I just landed another sarge meaning free work one day a week with another top restaurant it's showing my commitment to becoming a professional chef. 

The only problem i have is in summer time the main restaurant i work at will be doing 250 covers at lunch and 300 at night in summer time. 

They own a two hatted restaurant and my goal is to work in that restaurant because i feel it's probably slower to bringing out the food but on the other hand i also want to prove myself to the people i am working with now. 

Can anyone help me i need some professional advice on what i should do. 

Should i stay with this restaurant or should i find another place to go. 

The question is if you had this opportunity working with some great chefs what would you do. 

Would you rather focus on your health or push through the agony, pain and stress to prove to yourself you can really cut it out with the big leagues.


----------



## jedimind (Jul 9, 2011)

talk to the owners about your skills, strengths and weaknesses and let them help you with your short term goals that will help build longer term goals.

also you describe your action as running around, head cutoff... i never do that at work no matter how much chaos is happening around me. rushing never works out, it leads to mistakes which leads to reifires which slows you down more than if you just take your time and work methodically.

slow is smooth

smooth is fast.

get to work early, pack yourself lunches (peanut butter is high calorie, cheap, stays good on bread in your backpack all day) and drink water like it's going out of style. ask for help, keep a detailed notebook and never go faster than you think you should....practice doing it right, speed comes with time and good technique.

and above all:

have fun! cookings fun otherwise i wouldn't go through all the stress, heat, and bullshit year after year


----------



## davidayash (Aug 26, 2011)

Appreciate the replies, this is probably the real test for me now, i have been late a few times at work, and now there giving me one final chance, just to make it on time, that's all, my work is fine but i might be a bit slower then the experienced guys as i am only a first year. 
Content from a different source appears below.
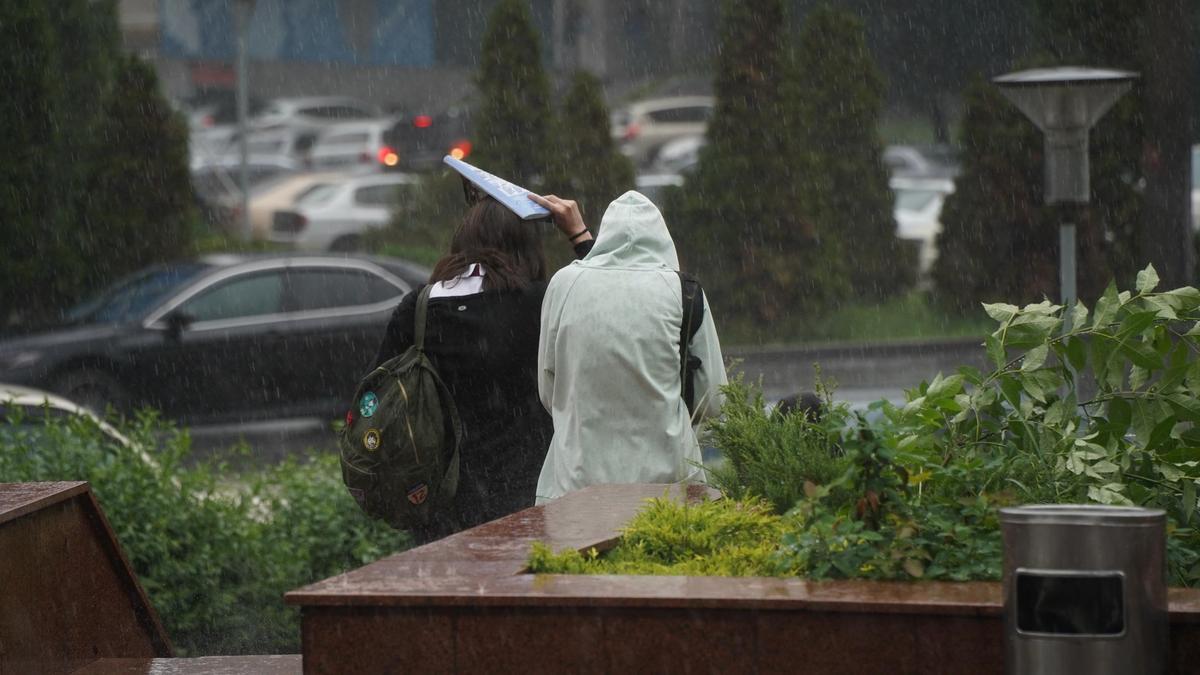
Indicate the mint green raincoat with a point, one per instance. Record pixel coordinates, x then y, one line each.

Let's see if i can pass this, and i have looked into moving closer as i travel 1 hour to and from work. I have my first exam at culinary college next monday and i did a practice run, my cuts were fine, it took some time to get through them, it's because i get nervous with the knife im using, im thinking of taking my mums global chef's knife to the exam.

All i can say is if i can not pass the first exam of college then what's the point of continuing on, i am not sure if anyone else has experienced this before. And i have been upset that i couldnt prepare a meal for my family, goes to show my understanding of cooking methods are not all there.
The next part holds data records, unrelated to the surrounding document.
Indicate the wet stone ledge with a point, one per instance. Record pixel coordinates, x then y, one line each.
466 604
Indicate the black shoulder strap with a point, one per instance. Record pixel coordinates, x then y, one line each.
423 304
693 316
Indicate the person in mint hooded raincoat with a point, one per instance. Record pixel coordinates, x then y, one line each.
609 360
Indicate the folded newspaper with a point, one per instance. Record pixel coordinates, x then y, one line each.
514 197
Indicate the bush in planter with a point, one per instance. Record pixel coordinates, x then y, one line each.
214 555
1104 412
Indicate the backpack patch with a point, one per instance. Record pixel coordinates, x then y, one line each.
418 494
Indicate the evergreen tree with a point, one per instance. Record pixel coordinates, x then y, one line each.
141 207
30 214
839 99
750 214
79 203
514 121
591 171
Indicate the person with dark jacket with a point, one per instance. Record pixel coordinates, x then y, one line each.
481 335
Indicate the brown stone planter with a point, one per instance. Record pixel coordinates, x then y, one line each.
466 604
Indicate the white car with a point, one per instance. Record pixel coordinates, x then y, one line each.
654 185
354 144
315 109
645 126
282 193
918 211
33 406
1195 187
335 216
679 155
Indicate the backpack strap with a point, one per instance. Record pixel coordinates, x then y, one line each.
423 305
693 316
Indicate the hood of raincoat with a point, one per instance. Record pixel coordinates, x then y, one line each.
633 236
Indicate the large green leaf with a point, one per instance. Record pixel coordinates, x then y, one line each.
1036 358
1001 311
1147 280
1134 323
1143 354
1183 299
i am a perfectionist and the most little of things will get to me, that's just how i am and it is because i care about the food, taste, flavour and end product i produce to my family, staff and diner's who come and eat at the restaurant or college teacher... 

i know its my first year and i'm only 3 months into it, but sometimes i just want to give it all up, the lack of sleep i get, the long hours, no breaks at times no food, water etc... 

the sous chef said it can be rewarding and exciting for you, but how can it be if i am already experiencing the downfalls of this industry..


----------



## fts93 (Sep 1, 2011)

I started my "career" in new job about 2-3weeks ago too. And yes i`m little bit slower than more experienced chefs in our restaurant, but i just try to push faster and faster every shift i get. And if i`m slow to do some thing and i noticed it myself, i just ask "is the some way, that i can make this little bit faster" and usually my workmates show me some faster technique.

And i know what u mean, when u say you are perfectionist, so am i and i hate when i dont get success some thing, even i`m doing that thing first time in my life... I just want to get everything be best! Good luck for u!


----------